Dissertation Defense - University of Houston

# Dissertation Defense

In Partial Fulfillment of the Requirements for the Degree of Doctor of Philosophy

### Soumyottam Chatterjee

will defend his dissertation

## Achieving Efficiency, Robustness, and Security in Distributed Computing

Abstract

This thesis investigates ways to improve various performance metrics of distributed computing systems. The very first problem that we consider in the thesis is leader election, one of the most fundamental problems in distributed computing. We study the message complexity of the leader election problem in diameter-two networks and show matching upper and lower bounds for the same. Next we move on to designing algorithms that are provably robust to network malfunction and instability. First we consider the Byzantine counting problem, that asks for an estimate of the network size $n$ (i.e., the number of nodes in the network) in the presence of Byzantine or malicious nodes. We design a fast (running in $O(\log^3{n}$) rounds) algorithm that guarantees that most nodes in the network (i.e., $\geq (1 - \epsilon)$-fraction of the nodes; for any small $\epsilon > 0$) will know a constant factor approximation of $\log{n}$. Ours is the first fully local (decentralized and needing no global information) distributed algorithm that solves this important problem.

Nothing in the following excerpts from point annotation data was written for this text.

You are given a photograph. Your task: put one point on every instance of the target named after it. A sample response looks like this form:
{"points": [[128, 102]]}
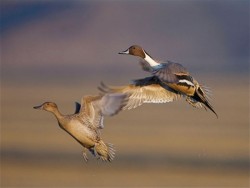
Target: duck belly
{"points": [[84, 135]]}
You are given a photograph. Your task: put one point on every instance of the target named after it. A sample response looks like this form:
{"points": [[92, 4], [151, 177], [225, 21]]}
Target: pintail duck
{"points": [[169, 81], [85, 124]]}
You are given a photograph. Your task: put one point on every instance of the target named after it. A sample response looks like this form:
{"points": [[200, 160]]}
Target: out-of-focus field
{"points": [[156, 145]]}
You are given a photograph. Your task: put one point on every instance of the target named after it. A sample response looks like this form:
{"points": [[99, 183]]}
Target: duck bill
{"points": [[126, 52], [38, 107]]}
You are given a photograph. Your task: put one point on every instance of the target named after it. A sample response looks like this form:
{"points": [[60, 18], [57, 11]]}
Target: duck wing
{"points": [[146, 90], [96, 107]]}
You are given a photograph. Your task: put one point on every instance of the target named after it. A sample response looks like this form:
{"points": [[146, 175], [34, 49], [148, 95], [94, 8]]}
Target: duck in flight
{"points": [[85, 124], [168, 82]]}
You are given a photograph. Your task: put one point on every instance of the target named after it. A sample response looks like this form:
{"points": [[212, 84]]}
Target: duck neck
{"points": [[151, 61], [57, 114]]}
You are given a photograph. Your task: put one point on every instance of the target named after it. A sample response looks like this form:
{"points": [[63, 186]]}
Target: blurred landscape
{"points": [[53, 51]]}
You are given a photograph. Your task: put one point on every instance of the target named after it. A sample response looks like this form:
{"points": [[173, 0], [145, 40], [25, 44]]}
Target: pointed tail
{"points": [[105, 151]]}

Finally, we design a protocol that builds a routable structure that is provably secure and robust to the presence of a large number of Byzantine nodes as well as to heavy network churn (where a large number of nodes leave and join the network in every round). Ours is the first known work to achieve this particular goal that is an important first step forward in achieving secure, robust, efficient computation in dynamic networks, e.g., peer-to-peer networks.